I was looking for this kind of comment. Can you say a little more about Elden Ring? I can't play it by myself and gameplay seems to be unchanged after ds3
@@aldecotan I haven’t finished it yet but Matt’s video is spot on about the problems with the combat. The bosses have gotten a lot more extravagant and have various ranged moves, gap closers, etc while player options have not meaningfully improved. Plenty of bosses have “gotcha” animations that are just annoying and needlessly pad out fights where you’re often only able to take two or three hits before needing to heel. As for combat, you’re still cycling through magic, items, etc clumsily and it becomes deflating when you go know that you’re going to have to hunker down and eventually memorize the boss move set. They feel far less satisfying to beat now probably because we’ve played all this before, now with just more bullshit. The animation delays oftentimes fly in the face of physics itself and make many bosses look like Dancer of the Boreal Valley.
Moreover the open world is not well justified either, as fighting enemies becomes extremely tedious and unrewarding, traversal is not unique or challenging, and you’re not exactly dealing with the elements or random encounters. The exploration doesn’t always reward you either and at times it saps joy out of going places. This would be less annoying in the other games because you don’t have to run around as much, but Elden Ring is stuffed with padding and becomes a slog if you’re not an ultra hardcore souls fan. I hope Matt makes a review of Elden Ring because he would have a lot to say about the open world design.

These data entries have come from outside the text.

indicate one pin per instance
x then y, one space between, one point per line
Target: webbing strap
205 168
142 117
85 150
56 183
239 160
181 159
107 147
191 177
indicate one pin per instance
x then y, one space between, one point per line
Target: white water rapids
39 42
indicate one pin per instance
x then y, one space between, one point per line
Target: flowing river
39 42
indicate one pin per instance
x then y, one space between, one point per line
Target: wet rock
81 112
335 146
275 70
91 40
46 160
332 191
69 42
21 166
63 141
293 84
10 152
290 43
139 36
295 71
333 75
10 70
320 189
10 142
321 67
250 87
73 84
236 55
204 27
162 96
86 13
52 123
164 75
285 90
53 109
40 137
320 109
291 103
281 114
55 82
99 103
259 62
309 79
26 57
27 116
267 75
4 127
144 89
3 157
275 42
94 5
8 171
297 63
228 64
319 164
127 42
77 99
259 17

@@5ifth you are just stating random things and/or repeating what matthewmatosis said in the videoa and applying it to elden ring, like for example you say that the players' actions were not meaningfully improved when ER has far wider viable moveset than any souls game, because in dark souls as a melee character you were pretty much limited to like 3 viable actions: R1 attacks, rolling and sometimes blocking, which became weaker in next titles, but still pretty reliable. Most R2s were useless, because spamming R1s did more damage anyway, especially during bossfights and parrying or backstabs didn't work on bosses. Elden Ring actually uses all of those mechanics and adds a few more. Pretty much every move you have is useful (besides backstep why was it ever in any souls game?) because you can break enemy's posture with heavy attacks, guard counters, jump attacks and parrying can be used more often on bosses/minibosses. You also have dozens of switchable weapon skills. Mathewmatosis had a problem that the game supposedly focusing more on action while not deeping the combat, but ER has better and deeper combat, so what's the problem with that?
Radhan is basically everything wrong with Fromsoft's boss design
@@5ifth I disagree that player options have not changed. Heavy attacks stagger and are optimal for aggressive play, but require smart timing. Weaponarts/skills have been buffed to be viable, allowing for more potential combos, not to mention sleeping debuff, or summoning trash mobs that deal no damage to the boss but take agro from the boss for a while, but not long since you hitting them makes them target you again. If you are smart, you can cheese lot of the bosses in the game, but some might consider it cowardice. Overall the combat is slightly deeper and more complex in classic other action game ways and rather then being copy of ds3 as everybody is talking about, it is rather the equivalent to ds3 as Dark Souls was to Demon Souls. Not much innovation, increased size of the map, combat polish and so on. Though the lack of gimmicky bossfights is kinda sad. One of my favourite bossfights in the game are the Crystallian dudes in mines, because they have very smart gimmick to them where you cant damage them with normal weapons, and have to use blunt weapons to shatter them, which imo was really well done gimmick unlike most of ds3 gimmick bossfights.